[Date Prev][Date Next][Thread Prev][Thread Next][Date Index][Thread Index]
Re: sort link failure due to sleep
Re: sort link failure due to sleep
Tue, 24 Nov 2009 08:26:22 +0100
Eric Blake wrote:
> Jim Meyering <jim <at> meyering.net> writes:
>> > Or should I go with an alternative patch of making sort.c use xnanosleep
>> > instead of sleep? (For that matter, if we went with xnanosleep, we could
>> > sort's child wait loop start with something smaller, like 0.25 seconds,
>> > of a minimum granularity of 1 second.)
>> Hi Eric,
>> Your alternative patch sounds better still.
> How about this? Note there is a slight change in semantics to forking done by
> sort - I chose to cut the minimum wait time by a factor of 4, but increase the
> number of retries only by 2, for a net result that we give up twice as fast.
Actually, adding 2 (as you did for MAX_FORK_TRIES_COMPRESS) happens to be
perfect, since the retry delay is doubled at each iteration. Cutting the
initial delay by 4 is matched by doubling the delay two more times.
However, for MAX_FORK_TRIES_DECOMPRESS, you should also merely add 2,
and not double it; there is a big difference between waiting 2^8 and 2^14
seconds (~4 min and 4.5 hours) for the final iteration. As I imagine
being in the unusual situation where I'd see fork failure, I think when
the delay is larger than a second or two, sort should announce on stderr
what it is doing. Otherwise, the poor user will think sort has simply hung.
Even then, a delay of four minutes seems excessive, so maybe add only 1 or
Please update the log not to say "double", too:
(MAX_FORK_TRIES_COMPRESS, MAX_FORK_TRIES_DECOMPRESS): Add 2,
to counteract the division by 4 in the length of the initial delay.
Thanks for the cfg.mk addition.
> Is this discrepancy okay, or do I still need to tweak the scale of one (or
> both) of the changes? There is also the potential of a subtle change of
> behavior of how sort reacts if invoked with SIGALRM blocked or ignored, since
> POSIX requires that nanosleep work independently of SIGALRM, while sleep may
> hampered by interference with the SIGALRM signal (although for really old
> platforms that lack nanosleep, the gnulib xnanosleep fallback calls usleep or
> even sleep, so we can't quite guarantee no SIGALRM interference).

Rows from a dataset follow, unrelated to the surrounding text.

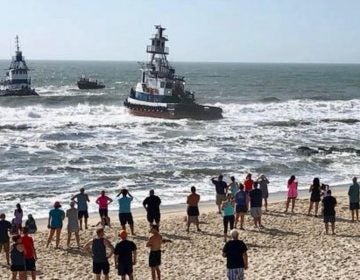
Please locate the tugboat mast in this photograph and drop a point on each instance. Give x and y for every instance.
(17, 43)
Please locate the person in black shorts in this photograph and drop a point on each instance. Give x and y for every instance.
(125, 256)
(97, 247)
(17, 258)
(329, 203)
(152, 207)
(5, 227)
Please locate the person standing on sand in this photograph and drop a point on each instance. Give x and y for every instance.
(18, 215)
(31, 224)
(263, 183)
(228, 208)
(97, 247)
(125, 216)
(292, 193)
(255, 205)
(248, 184)
(152, 207)
(233, 186)
(73, 224)
(82, 200)
(221, 190)
(154, 244)
(103, 201)
(354, 199)
(55, 223)
(235, 252)
(193, 209)
(5, 227)
(17, 259)
(315, 196)
(329, 203)
(30, 253)
(125, 256)
(241, 206)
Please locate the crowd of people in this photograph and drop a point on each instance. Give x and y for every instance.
(233, 200)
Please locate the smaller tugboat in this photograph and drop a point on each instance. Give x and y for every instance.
(87, 83)
(17, 81)
(162, 94)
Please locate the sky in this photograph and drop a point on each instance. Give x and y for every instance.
(282, 31)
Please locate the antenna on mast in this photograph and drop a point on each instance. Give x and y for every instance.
(17, 43)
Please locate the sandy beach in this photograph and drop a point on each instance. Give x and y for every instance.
(291, 246)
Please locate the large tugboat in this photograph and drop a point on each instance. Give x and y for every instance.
(17, 81)
(161, 93)
(87, 83)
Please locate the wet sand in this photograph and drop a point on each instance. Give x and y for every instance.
(291, 246)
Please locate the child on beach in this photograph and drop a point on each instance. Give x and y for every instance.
(233, 186)
(315, 196)
(154, 244)
(255, 205)
(31, 224)
(17, 259)
(55, 223)
(241, 208)
(353, 193)
(193, 209)
(329, 203)
(228, 208)
(292, 193)
(263, 185)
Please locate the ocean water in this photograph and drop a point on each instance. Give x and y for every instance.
(52, 145)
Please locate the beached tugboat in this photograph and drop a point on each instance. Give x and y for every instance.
(161, 93)
(87, 83)
(17, 81)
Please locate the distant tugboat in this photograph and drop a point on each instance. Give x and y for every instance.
(87, 83)
(161, 93)
(17, 81)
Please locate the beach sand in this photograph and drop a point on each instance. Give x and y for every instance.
(292, 246)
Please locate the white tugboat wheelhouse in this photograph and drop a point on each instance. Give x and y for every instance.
(17, 81)
(161, 93)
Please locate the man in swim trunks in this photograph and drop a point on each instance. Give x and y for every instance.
(152, 207)
(5, 227)
(125, 256)
(154, 244)
(241, 206)
(125, 215)
(82, 200)
(235, 252)
(221, 190)
(354, 199)
(97, 247)
(193, 209)
(103, 201)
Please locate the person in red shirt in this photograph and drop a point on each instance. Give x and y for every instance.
(30, 253)
(249, 185)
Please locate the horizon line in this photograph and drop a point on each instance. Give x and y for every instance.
(187, 61)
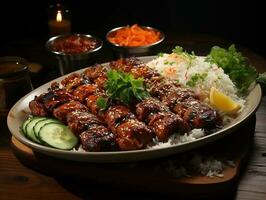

This sounds like an acceptable risk, since it will be rare,
and even then, will affect only platforms we don't care about.
> From: Eric Blake <address@hidden>
> Date: Mon, 23 Nov 2009 14:59:18 -0700
> Subject: [PATCH] build: fix link failure on cygwin
> Cygwin 1.5 has a broken sleep, and the gnulib tests dragged in
> rpl_sleep which then caused a link failure because it wasn't in
> libcoreutils.a. We could solve it by using the gnulib sleep module.
> However, sleep and usleep may interact poorly with SIGALRM, and they
> have less granularity; so it is better to adopt a policy that if we
> must sleep, prefer xnanosleep.
> * src/sort.c (pipe_fork): Use xnanosleep, to avoid the need for
> rpl_sleep on cygwin, and to reduce granularity.
> (MAX_FORK_TRIES_COMPRESS, MAX_FORK_TRIES_DECOMPRESS): Double,
> to account for reduction in granularity.
> * src/tail.c (tail_file): Use xnanosleep in debug code.
> * cfg.mk (sc_prohibit_sleep): New rule.
> - MAX_FORK_TRIES_COMPRESS = 2,
> + MAX_FORK_TRIES_COMPRESS = 4,
> - MAX_FORK_TRIES_DECOMPRESS = 8
> + MAX_FORK_TRIES_DECOMPRESS = 16
> /* The representation of the decimal point in the current locale. */
> @@ -868,7 +869,7 @@ pipe_fork (int pipefds, size_t tries)
> #if HAVE_WORKING_FORK
> struct tempnode *saved_temphead;
> int saved_errno;
> - unsigned int wait_retry = 1;
> + double wait_retry = 0.25;